This course will teach you how to clean and prep your corporate data before fine tuning. You will learn how to identify and remove common data errors and inconsistencies, standardize your data formatting, handle missing values and outliers, and perform feature engineering to improve your model's performance.
You will also learn how to apply these techniques to a real-world example of customer churn prediction.

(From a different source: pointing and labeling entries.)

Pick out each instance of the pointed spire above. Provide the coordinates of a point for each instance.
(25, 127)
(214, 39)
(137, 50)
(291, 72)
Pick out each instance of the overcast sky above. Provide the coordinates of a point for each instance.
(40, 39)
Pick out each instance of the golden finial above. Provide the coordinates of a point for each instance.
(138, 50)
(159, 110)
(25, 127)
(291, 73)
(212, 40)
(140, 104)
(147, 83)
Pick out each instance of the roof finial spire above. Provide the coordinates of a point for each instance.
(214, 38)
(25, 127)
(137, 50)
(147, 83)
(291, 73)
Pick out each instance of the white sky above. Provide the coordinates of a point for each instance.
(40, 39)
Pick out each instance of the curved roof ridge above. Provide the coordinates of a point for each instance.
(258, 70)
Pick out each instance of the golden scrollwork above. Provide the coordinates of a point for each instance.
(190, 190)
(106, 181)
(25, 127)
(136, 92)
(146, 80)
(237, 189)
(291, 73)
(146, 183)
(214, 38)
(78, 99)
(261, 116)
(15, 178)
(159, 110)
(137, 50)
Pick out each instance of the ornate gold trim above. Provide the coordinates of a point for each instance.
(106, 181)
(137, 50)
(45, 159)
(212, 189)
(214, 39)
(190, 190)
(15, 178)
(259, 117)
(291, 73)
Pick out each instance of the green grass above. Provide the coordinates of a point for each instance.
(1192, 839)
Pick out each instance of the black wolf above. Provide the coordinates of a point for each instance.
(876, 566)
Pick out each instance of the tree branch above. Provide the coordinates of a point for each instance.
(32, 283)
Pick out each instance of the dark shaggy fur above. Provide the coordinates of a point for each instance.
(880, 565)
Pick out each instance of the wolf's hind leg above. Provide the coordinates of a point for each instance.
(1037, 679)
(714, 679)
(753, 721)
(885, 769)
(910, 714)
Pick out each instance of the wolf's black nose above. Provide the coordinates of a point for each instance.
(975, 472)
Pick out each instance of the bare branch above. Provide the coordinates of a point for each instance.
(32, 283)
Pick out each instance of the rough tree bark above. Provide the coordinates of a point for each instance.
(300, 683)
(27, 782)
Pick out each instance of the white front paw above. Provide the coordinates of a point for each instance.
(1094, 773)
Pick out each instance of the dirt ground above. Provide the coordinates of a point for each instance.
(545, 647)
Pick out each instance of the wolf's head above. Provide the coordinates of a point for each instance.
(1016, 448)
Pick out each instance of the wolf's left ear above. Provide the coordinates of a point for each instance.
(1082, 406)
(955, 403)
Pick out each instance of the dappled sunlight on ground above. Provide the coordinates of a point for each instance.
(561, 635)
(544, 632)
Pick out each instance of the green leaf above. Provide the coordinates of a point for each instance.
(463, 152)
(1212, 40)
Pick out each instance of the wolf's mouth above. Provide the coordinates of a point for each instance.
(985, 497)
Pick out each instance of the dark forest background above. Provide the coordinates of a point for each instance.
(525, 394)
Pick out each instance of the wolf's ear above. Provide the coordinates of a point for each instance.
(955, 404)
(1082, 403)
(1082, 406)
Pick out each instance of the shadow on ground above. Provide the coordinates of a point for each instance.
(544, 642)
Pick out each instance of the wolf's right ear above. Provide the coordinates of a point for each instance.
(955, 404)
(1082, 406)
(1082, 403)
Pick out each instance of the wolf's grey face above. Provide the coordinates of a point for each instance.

By the end of this course, you will be able to:
Identify and remove common data errors and inconsistencies
Standardize your data formatting using SQL and Python
Handle missing values and outliers in Python
Perform feature engineering to improve your model's performance
Apply the above techniques to a real-world example of customer churn prediction
This course is designed for anyone who wants to learn how to clean and prep their corporate data for fine tuning, including data scientists, machine learning engineers, and business analysts.
Prerequisites
Basic knowledge of SQL and Python is recommended
Course Materials
Video lectures
Code snippets
Exercises
Course Structure
Module 1: Introduction to Data Cleaning and Preparation
Module 2: Identifying and Removing Data Errors and Inconsistencies
Module 3: Standardizing Data Formatting
Module 4: Handling Missing Values and Outliers
Module 5: Performing Feature Engineering
Module 6: Real-World Example: Customer Churn Prediction
Conclusion
This course will teach you the essential skills you need to clean and prep your corporate data for fine tuning. By taking this course, you will be able to improve the performance of your machine learning models and get more value from your data.